Operational Discipline and SG&A Control
SG&A expenses fell 70 basis points as a percentage of sales, reflecting steady cost discipline even as the company invests in growth. Management credited its Worthington Business System, 80/20 focus and use of automation and AI tools for the efficiency gains and expects further benefits over time.
Modest Gross Margin Contraction
Gross margin ticked down slightly to 28.9% from 29.3%, though management stressed that the decline was mainly due to acquisition-related accounting. The noncash inventory step-up from the LSI deal weighed on reported margins, masking underlying strength in segment profitability.
Joint Venture Performance Drag
Equity income from joint ventures declined, with ClarkDietrich contributing $6 million versus $9 million a year ago amid softness in nonresidential construction. These JV headwinds partially offset strong results in wholly owned operations, but management framed the pressure as cyclical rather than structural.
Weather-Related Disruptions
Severe winter storms across parts of the U.S. caused lost production days at certain Building Products facilities in the Northeast and Midwest. The disruption increased conversion costs and delayed some construction projects, creating short-term inefficiencies that management expects to recede as conditions normalize.
One-Time Acquisition and Restructuring Impacts
Results included $0.06 per share of restructuring and other nonrecurring items tied largely to deal costs and noncash inventory amortization. By comparison, the prior-year quarter absorbed $0.12 per share in similar charges, suggesting that such one-offs are moderating even as the company continues to pursue M&A.

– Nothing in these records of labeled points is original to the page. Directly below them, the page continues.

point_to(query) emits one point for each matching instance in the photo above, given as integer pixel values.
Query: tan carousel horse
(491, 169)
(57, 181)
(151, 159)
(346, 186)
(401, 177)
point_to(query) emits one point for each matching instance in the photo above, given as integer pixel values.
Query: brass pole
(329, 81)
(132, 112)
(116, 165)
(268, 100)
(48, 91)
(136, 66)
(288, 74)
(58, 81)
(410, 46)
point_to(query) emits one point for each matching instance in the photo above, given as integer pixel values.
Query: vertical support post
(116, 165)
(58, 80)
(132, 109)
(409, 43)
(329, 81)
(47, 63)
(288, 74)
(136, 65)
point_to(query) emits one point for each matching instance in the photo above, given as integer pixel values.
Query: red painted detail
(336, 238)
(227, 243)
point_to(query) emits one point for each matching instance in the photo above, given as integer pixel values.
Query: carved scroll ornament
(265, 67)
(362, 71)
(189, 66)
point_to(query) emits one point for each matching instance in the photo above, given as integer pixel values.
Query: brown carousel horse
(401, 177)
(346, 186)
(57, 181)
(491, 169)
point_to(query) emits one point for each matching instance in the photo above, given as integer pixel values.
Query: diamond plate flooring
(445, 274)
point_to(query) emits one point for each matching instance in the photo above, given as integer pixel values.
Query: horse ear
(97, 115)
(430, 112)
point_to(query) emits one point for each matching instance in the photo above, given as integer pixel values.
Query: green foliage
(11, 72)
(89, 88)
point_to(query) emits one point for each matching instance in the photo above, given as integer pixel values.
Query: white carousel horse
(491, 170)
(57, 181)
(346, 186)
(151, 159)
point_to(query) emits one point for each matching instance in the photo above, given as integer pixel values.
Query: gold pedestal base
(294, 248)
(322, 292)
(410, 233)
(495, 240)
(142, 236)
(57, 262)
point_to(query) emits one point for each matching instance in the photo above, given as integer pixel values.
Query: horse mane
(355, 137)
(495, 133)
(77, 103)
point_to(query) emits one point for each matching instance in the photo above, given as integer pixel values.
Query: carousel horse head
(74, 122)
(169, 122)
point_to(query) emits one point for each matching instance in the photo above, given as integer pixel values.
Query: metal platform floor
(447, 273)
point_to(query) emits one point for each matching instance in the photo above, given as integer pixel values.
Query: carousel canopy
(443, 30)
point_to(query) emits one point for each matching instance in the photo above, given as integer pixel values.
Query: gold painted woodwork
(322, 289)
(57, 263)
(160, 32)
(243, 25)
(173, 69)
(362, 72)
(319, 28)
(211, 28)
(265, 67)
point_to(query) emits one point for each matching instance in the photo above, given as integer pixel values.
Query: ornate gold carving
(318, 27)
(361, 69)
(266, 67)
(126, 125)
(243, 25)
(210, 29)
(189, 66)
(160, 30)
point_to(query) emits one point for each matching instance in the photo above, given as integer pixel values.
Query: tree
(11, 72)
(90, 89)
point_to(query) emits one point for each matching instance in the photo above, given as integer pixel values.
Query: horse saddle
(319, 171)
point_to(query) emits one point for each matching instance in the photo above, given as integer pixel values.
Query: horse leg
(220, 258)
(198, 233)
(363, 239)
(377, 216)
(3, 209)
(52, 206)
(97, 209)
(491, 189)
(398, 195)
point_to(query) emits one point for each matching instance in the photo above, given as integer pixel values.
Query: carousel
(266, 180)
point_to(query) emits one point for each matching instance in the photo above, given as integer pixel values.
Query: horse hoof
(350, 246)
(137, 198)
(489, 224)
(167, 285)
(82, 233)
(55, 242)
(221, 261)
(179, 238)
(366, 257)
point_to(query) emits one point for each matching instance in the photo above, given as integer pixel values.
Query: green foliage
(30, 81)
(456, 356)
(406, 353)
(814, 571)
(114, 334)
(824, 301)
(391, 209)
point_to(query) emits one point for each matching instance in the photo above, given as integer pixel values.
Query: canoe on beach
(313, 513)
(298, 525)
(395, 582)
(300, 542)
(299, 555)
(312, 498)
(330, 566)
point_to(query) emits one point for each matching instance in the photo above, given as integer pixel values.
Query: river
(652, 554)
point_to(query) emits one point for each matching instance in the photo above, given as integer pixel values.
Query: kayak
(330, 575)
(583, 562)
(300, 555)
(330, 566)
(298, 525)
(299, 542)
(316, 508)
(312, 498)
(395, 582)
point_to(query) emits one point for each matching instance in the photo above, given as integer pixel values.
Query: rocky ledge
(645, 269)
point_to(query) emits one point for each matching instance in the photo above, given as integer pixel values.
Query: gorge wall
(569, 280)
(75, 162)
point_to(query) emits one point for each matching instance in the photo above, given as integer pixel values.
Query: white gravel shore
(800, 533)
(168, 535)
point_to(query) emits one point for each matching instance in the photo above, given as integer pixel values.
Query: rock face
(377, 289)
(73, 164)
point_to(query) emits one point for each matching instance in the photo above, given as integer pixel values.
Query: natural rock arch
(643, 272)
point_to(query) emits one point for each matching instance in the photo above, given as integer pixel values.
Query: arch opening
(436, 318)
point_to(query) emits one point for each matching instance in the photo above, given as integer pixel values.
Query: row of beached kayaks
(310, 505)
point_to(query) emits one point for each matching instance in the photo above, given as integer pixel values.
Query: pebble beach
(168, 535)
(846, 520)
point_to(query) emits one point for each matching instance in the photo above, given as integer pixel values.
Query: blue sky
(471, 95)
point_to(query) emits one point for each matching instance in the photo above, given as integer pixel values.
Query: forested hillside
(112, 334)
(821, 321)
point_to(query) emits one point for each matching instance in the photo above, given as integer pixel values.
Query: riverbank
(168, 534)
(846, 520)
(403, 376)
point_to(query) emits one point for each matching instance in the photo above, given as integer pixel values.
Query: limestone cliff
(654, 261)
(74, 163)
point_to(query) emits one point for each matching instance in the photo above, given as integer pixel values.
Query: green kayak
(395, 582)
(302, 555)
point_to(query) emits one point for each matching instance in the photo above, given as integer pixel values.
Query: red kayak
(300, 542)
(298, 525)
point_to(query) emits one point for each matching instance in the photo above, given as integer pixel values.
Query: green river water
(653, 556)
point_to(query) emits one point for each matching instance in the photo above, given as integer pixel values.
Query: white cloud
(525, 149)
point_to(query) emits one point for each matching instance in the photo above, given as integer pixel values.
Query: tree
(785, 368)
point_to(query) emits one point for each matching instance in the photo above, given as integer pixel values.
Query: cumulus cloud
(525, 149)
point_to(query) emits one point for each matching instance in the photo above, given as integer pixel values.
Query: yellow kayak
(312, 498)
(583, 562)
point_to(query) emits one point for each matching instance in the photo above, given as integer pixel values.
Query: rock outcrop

Elevated Modernization Capital Expenditures
Trailing 12‑month capital spending was elevated at about $27 million as Worthington modernizes facilities to improve efficiency and capacity. Roughly $25 million of modernization investment remains, and while the higher capex has temporarily pressured free cash flow cadence, projects are reported to be on time and on budget.
Geopolitical and Tariff Uncertainty
Management flagged risks from geopolitical tensions, including challenges shipping LPG-related products to some European customers, which could intermittently disrupt volumes. In addition, ongoing tariff and commodity policy uncertainties may lift input costs for imported materials and consumer goods, making pricing and margin planning more complex.
Forward-Looking Guidance and Strategic Goals
The company declined to issue precise Q4 revenue numbers but outlined clear financial and strategic markers, including completing its modernization program by mid‑fiscal 2027 and then normalizing capex to support healthy free cash flow. Management reiterated its conservative leverage stance, ongoing dividends and buybacks, a tripling data-center tank business this year with further growth next year, a push toward roughly 30% gross margins and SG&A below 20% of sales, and an expectation that ClarkDietrich will be roughly flat in Q4.
Worthington’s earnings call painted a picture of a company balancing aggressive growth with disciplined financial management, using innovation and acquisitions to extend its reach while keeping leverage low. Despite modest margin noise and some external headwinds, the narrative centered on sustained earnings momentum, strong cash generation and a compelling runway in data center and consumer markets.